A volte tornare alle origini non significa guardarsi indietro, ma ritrovare il punto esatto da cui ripartire. Con Toc-Toc, il suo sedicesimo album, Ed Motta torna a cantare in portoghese dopo una lunga parentesi internazionale e ritrova così anche una parte essenziale della propria identità musicale. Il risultato è un disco elegantissimo e tutt’altro che nostalgico, nel quale il Brasile degli anni Sessanta incontra quello elettronico e scintillante degli Ottanta. Soul, funk, jazz, MPB e sofisticato electro-funk si incastrano con naturalezza dentro arrangiamenti asciutti, pieni di dettagli ma mai sovraccarichi. I sintetizzatori disegnano superfici luminose, basso e batteria tengono in piedi groove elastici, mentre armonie raffinate e ritmi brasiliani impediscono alla musica di diventare semplice revival. Motta, del resto, conosce troppo bene la storia della musica nera americana e brasiliana per limitarsi a copiarla: la sua è una forma di archeologia pop, dove ogni citazione viene metabolizzata e restituita con un’eleganza contemporanea. 

Al centro rimane la voce, calda, profonda, immediatamente riconoscibile, capace di dare unità anche ai passaggi più eccentrici. Le melodie sono spesso accattivanti senza diventare facili, e dietro l’apparente leggerezza si nasconde una scrittura armonica tutt’altro che elementare. Toc-Toc è, insomma, un disco di groove, ma soprattutto di canzoni: il passato non viene imbalsamato, viene fatto ballare. E quando il funk brasiliano incontra il jazz e l’electro-pop senza perdere sensualità, 

  • Giudizio: 8/10. Ed Motta dimostra ancora una volta di sapere trasformare la memoria in stile personale.

💿  RAISED ON CANDY – “Pickle Eyes”

Il gruppo alt-rock americano Raised On Candy presenta il nuovo singolo Pickle Eyes, un’esplosione di tensione melodica e di chitarre esplosive.
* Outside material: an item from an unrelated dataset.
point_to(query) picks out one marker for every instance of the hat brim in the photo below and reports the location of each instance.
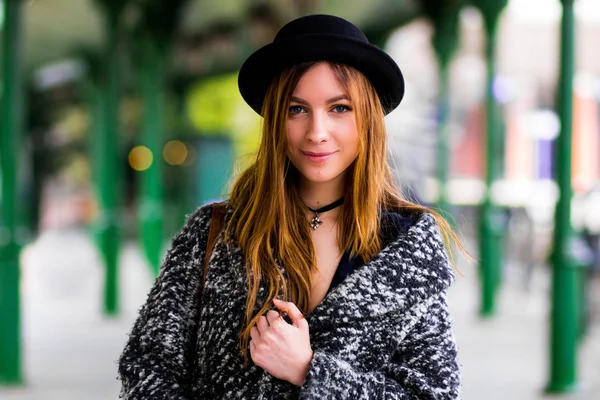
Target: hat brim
(259, 70)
Questo è il primo assaggio dell’album Play Marbles on the Turnpike, successivo al loro debutto omonimo, registrato con Steve Albini (uno dei suoi ultimi progetti prima della sua scomparsa). Un mix di melodia accattivante e divertimento sfrenato, il brano parte a razzo con chitarre taglienti, ritmi esplosivi e un fascino inconfondibilmente fuori dagli schemi. I Raised On Candy sono Joe Penna (voce, chitarre) e Scotty Imp (batteria, piatti). Nati dalle ceneri della band Buteo, i Raised On Candy rappresentano il passo successivo nell’evoluzione della loro musica, intrecciando gemme di indie-rock old school e post-punk in deliziose prelibatezze sonore. 

«Questa canzone parla dell’arricchimento personale che deriva dall’avere il coraggio di accogliere le persone e le cose che sembrano diverse da noi. Senza curiosità, scegliamo una vita non vissuta, optando invece per l’intolleranza e l’ignoranza. Compra il biglietto, sali a bordo», afferma Joe Penna. «Abbiamo concepito questo brano come una sorta di montagne russe in miniatura sul lungomare: prepariamo il terreno con un po’ di suspense, poi ci lasciamo andare con un paio di belle scariche. Dopodiché, vi diamo un po’ di tempo per riprendere fiato e poi vi riportiamo indietro per un ultimo giro per il gran finale. Una volta che si ferma, alzate il bar e andate a mangiare delle zeppole».